In 2010, I published a paper:  ‘Christ fucking shit merde!’ Language preferences for swearing among maximally proficient multilinguals. Sociolinguistic Studies, 4 (3), 595-614. (doi : 10.1558/sols.v4i3.595). I investigated language preferences for swearing among multilinguals using an on-line questionnaire. They consisted of 386 adult multilinguals who had declared that they were maximally proficient in their first and second languages and used both languages constantly.

I discovered that despite similar levels of self-perceived proficiency and frequency of use in the first language and second language, the first language was used significantly more for swearing and first language swearwords were perceived to have a stronger emotional resonance. An analysis of additional interview data confirmed the findings of the quantitative analysis, also highlighting cultural issues in swearing.

The working title of the paper was Language preferences for swearing among maximally proficient multilinguals until I heard an Anglo-Canadian author, Nancy Huston, who has lived in Paris for many years, being interviewed on France Inter about her swearing behaviour.  She explained that when she needs to express a strong emotion, like sudden anxiety, or when dropping a hammer on her foot, she swears in English. The journalist then asked her Vous dites quoi? ‘What do you say’?  Nancy answers: Je dis Christ fucking shit merde! ‘I say Christ fucking shit merde!’  (“merde” meaning ‘shit’, is a high-frequency French swearword).  She’s surprised at the presence of the French swearword and adds: Ah je peux ajouter merde! ‘Ah, I can add merde!’.

I thought this quote would be the perfect illustration of my paper, namely that while multilinguals generally prefer swearing in their first language, some second language swearwords may creep into their core emotional vocabulary as a result of years of affective socialization in the culture of the second language.

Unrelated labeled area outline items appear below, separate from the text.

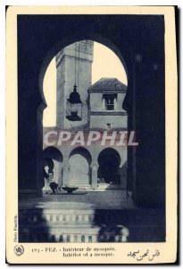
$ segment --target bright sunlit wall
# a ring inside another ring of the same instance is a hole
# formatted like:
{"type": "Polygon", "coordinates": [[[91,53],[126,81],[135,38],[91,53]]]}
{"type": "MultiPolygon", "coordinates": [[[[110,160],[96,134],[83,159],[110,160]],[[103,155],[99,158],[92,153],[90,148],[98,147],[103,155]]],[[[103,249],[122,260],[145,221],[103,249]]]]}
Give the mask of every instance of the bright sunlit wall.
{"type": "MultiPolygon", "coordinates": [[[[94,42],[92,84],[102,77],[115,77],[127,85],[125,69],[115,53],[107,47],[94,42]]],[[[44,94],[47,108],[44,110],[43,126],[54,126],[56,123],[56,65],[53,58],[44,78],[44,94]]]]}

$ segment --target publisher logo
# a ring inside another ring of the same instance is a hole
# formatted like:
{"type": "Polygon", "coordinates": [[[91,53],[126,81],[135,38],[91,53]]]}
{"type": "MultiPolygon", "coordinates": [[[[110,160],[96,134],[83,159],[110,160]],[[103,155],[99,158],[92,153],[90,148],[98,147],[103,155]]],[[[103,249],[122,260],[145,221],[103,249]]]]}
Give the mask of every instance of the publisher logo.
{"type": "Polygon", "coordinates": [[[16,254],[16,256],[21,256],[24,252],[24,247],[22,245],[16,245],[14,247],[14,253],[16,254]]]}

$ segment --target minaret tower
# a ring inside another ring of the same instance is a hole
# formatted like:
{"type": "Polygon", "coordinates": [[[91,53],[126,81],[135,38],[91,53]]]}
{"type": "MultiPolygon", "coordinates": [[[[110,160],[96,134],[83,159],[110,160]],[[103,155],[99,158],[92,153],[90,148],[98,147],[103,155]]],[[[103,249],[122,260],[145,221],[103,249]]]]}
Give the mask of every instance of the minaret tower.
{"type": "Polygon", "coordinates": [[[58,128],[82,126],[87,123],[87,89],[91,86],[93,62],[91,40],[73,43],[56,56],[58,128]]]}

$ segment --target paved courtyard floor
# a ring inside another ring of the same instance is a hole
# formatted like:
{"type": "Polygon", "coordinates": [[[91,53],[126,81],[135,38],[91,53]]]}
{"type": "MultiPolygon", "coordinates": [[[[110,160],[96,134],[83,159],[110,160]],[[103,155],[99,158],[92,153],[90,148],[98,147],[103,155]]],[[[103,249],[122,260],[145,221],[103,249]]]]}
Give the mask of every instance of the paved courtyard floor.
{"type": "Polygon", "coordinates": [[[130,195],[124,190],[86,191],[77,190],[69,195],[60,192],[50,193],[43,197],[23,199],[21,208],[54,208],[54,209],[133,209],[130,195]]]}

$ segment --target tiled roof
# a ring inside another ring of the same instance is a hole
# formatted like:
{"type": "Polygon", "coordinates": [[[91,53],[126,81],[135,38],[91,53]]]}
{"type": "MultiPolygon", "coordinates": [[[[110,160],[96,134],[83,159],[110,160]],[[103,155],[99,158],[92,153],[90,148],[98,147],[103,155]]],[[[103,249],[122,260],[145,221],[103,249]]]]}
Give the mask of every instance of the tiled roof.
{"type": "Polygon", "coordinates": [[[126,92],[127,86],[116,78],[101,78],[98,82],[91,85],[88,92],[126,92]]]}

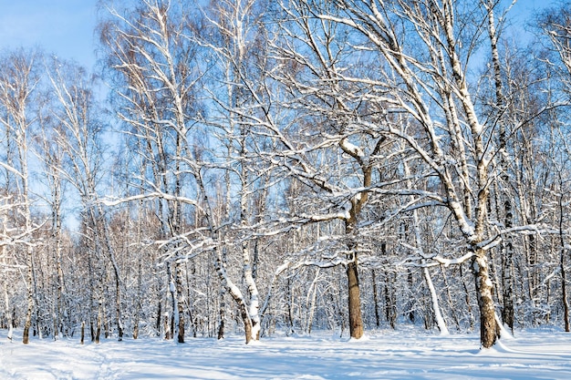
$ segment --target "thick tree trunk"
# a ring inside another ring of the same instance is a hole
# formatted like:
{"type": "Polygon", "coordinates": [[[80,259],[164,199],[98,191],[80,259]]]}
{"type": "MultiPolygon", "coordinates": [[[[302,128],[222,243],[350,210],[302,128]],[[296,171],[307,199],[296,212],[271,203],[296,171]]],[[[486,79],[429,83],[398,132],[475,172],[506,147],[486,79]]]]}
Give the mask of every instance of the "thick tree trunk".
{"type": "Polygon", "coordinates": [[[379,328],[380,327],[380,314],[379,313],[379,291],[377,290],[377,274],[375,273],[375,270],[371,271],[372,280],[373,280],[373,303],[375,305],[375,324],[379,328]]]}
{"type": "Polygon", "coordinates": [[[488,272],[488,260],[484,251],[481,249],[476,251],[472,268],[480,308],[480,341],[483,348],[490,348],[499,337],[499,329],[492,298],[493,285],[488,272]]]}
{"type": "Polygon", "coordinates": [[[363,321],[361,319],[361,295],[358,287],[358,273],[357,271],[357,252],[354,260],[347,265],[347,279],[348,286],[348,312],[349,333],[351,338],[358,339],[363,336],[363,321]]]}

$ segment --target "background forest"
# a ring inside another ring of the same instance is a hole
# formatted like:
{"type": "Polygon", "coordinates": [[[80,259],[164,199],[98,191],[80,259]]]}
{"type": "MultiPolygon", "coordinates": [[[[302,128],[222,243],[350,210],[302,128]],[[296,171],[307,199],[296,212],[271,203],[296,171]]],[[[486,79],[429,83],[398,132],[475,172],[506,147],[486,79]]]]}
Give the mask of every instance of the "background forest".
{"type": "Polygon", "coordinates": [[[512,6],[103,0],[97,75],[2,52],[0,327],[568,332],[571,5],[512,6]]]}

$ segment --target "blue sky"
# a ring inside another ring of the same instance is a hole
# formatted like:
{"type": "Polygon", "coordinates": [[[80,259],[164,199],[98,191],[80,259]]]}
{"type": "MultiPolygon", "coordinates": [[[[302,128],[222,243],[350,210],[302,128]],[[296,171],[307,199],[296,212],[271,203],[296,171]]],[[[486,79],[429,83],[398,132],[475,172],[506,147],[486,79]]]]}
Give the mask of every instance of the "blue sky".
{"type": "Polygon", "coordinates": [[[95,63],[97,0],[0,0],[0,50],[40,46],[95,63]]]}
{"type": "MultiPolygon", "coordinates": [[[[510,16],[524,26],[550,0],[519,0],[510,16]]],[[[41,46],[62,58],[95,64],[97,0],[0,0],[0,51],[41,46]]]]}

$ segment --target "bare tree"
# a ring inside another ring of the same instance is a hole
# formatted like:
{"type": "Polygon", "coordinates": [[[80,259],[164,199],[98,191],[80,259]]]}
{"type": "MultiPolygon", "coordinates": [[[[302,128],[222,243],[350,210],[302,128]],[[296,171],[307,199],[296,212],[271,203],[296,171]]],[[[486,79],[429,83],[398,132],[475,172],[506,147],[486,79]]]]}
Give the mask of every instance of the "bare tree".
{"type": "MultiPolygon", "coordinates": [[[[34,94],[38,86],[39,76],[36,70],[38,53],[15,52],[4,58],[3,70],[0,72],[0,123],[6,131],[7,139],[13,139],[15,144],[13,164],[3,165],[12,169],[9,175],[14,176],[15,188],[17,191],[20,212],[23,219],[22,230],[31,238],[34,228],[32,220],[30,190],[29,135],[35,122],[34,94]]],[[[34,258],[33,242],[23,244],[26,250],[27,311],[24,324],[23,343],[29,342],[29,329],[32,324],[32,312],[35,306],[34,293],[34,258]]]]}

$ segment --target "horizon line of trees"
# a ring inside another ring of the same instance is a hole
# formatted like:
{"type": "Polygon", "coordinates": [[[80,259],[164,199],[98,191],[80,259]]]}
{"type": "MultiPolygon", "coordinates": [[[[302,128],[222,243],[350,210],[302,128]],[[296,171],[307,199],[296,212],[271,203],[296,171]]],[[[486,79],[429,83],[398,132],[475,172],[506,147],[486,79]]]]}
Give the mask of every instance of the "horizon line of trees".
{"type": "Polygon", "coordinates": [[[100,6],[99,78],[0,55],[10,336],[570,331],[569,5],[100,6]]]}

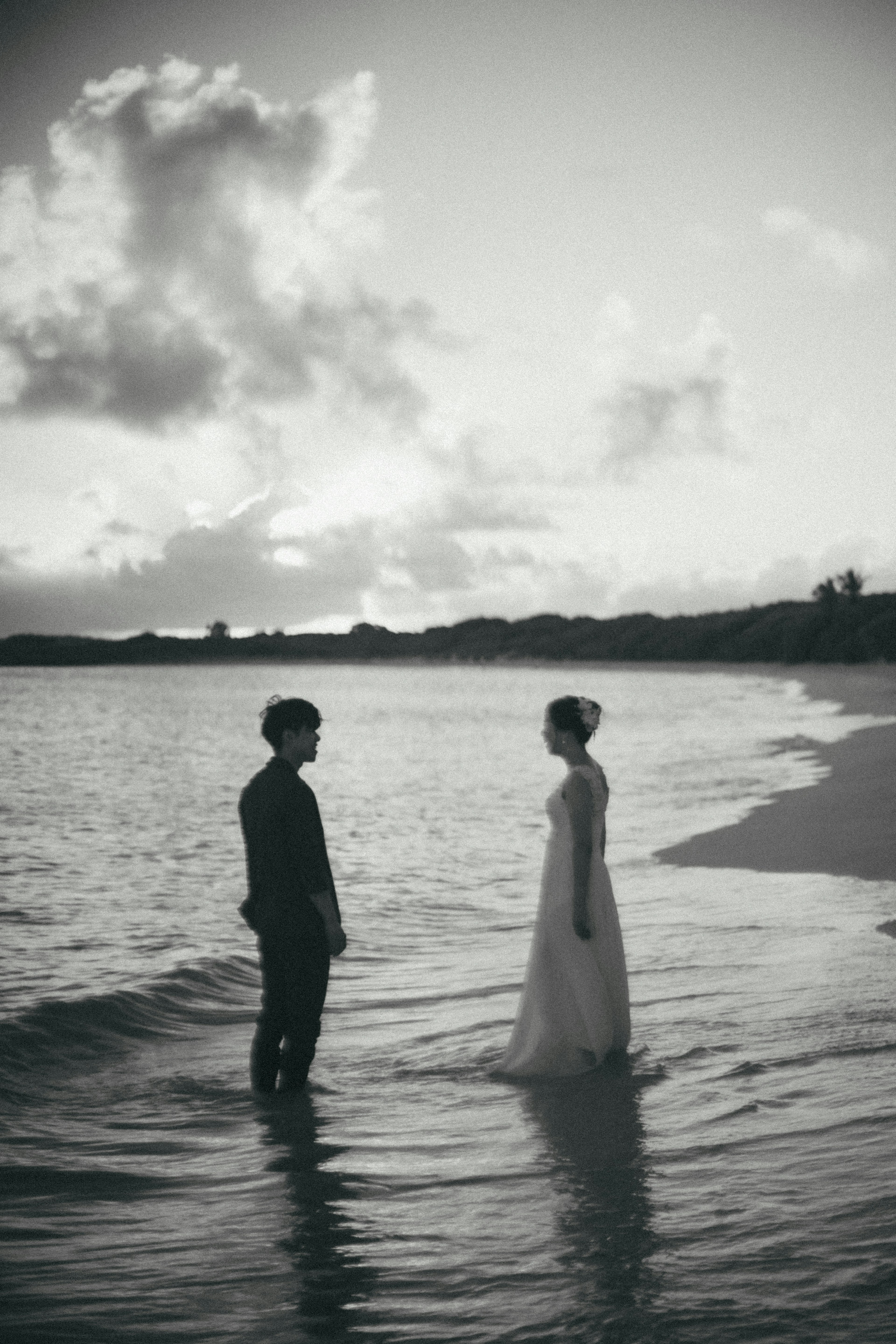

I had to argue with the guest editor and the general editor Sociolinguistic Studies to keep the swearwords uncensored in the title.  I explained that it would make no sense to censor them, as the code-switching would become invisible, and that it was exactly the phenomenon I was interested in. They agreed in the end.

A few days ago, to my amused surprise, I won the award for “for most obscene title of a peer-reviewed scientific article”.  Merde alors!